Walter Schnell
Born: April 16, 1904
Strehlen, Germany
Walter was born to a Jewish family in the German town of Strehlen, 25 miles south of Breslau. His family's crystal business was prominent in the town for more than 100 years. Walter's parents sent him to Berlin in the mid-1920s to learn the porcelain trade. He returned to Strehlen in 1926 to help his family run the business.
1933-39: In 1937 Walter's family moved to Breslau. After the German pogroms of 1938 [Kristallnacht, Night of Broken Glass], he was deported to Buchenwald. When he arrived he was forced through a tunnel while Nazis beat them with clubs. Chaos broke out in the camp. Some prisoners ran around the compound while guards shot at them; others ran headlong into the electric fence. In December Walter's parents got documents for him to go to Panama. The Nazis, assured that he would leave the country, released him.

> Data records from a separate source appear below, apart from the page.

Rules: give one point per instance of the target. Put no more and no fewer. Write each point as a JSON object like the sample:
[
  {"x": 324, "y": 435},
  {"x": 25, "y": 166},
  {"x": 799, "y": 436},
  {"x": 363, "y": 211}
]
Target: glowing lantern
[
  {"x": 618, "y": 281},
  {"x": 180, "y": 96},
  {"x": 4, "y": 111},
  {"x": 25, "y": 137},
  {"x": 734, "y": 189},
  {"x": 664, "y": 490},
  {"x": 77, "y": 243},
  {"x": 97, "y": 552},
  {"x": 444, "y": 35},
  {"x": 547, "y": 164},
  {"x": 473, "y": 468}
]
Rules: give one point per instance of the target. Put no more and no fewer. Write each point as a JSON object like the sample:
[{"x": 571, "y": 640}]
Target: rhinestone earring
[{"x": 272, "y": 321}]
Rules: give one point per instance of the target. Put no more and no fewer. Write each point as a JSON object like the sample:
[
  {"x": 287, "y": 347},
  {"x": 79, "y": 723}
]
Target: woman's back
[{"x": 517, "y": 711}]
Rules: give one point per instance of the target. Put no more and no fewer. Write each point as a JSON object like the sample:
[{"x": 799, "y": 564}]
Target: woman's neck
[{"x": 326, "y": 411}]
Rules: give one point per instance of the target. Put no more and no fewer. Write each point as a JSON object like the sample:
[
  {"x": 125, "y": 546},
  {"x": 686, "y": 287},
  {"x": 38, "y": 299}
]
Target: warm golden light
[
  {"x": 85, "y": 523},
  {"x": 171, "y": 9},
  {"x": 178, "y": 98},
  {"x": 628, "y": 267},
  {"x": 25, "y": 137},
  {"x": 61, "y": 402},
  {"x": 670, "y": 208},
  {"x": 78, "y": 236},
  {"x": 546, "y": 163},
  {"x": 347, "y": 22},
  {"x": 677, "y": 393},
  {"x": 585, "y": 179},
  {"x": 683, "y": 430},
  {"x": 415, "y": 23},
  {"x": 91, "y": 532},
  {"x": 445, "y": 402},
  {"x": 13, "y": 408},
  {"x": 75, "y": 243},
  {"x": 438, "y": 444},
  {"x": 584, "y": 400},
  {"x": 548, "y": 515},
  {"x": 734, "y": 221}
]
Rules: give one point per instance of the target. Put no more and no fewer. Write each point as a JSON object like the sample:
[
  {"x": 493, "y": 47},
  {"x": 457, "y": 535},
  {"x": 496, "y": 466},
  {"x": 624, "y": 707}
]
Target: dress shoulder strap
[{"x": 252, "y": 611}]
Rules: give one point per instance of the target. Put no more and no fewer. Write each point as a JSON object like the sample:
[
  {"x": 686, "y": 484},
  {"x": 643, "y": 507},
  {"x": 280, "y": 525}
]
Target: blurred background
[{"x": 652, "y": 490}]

1940-44: Walter couldn't get a visa to Panama, so his only option was to go to Shanghai, the only place that didn't require a visa. Most of the Jews lived in a suburb called Hongkew, until Pearl Harbor, when the Japanese confined them in a ghetto. Walter was in Shanghai for four years, and was the manager from 1941 to 1945 of the General Kosher Kitchen, which supplied food for thousands of Orthodox Jews. There were several synagogues in Shanghai and the Jewish community was active. In 1944 the Americans began bombing Shanghai.
After the war, Walter remained in China working at the kitchen. In April 1947 he immigrated to the United States.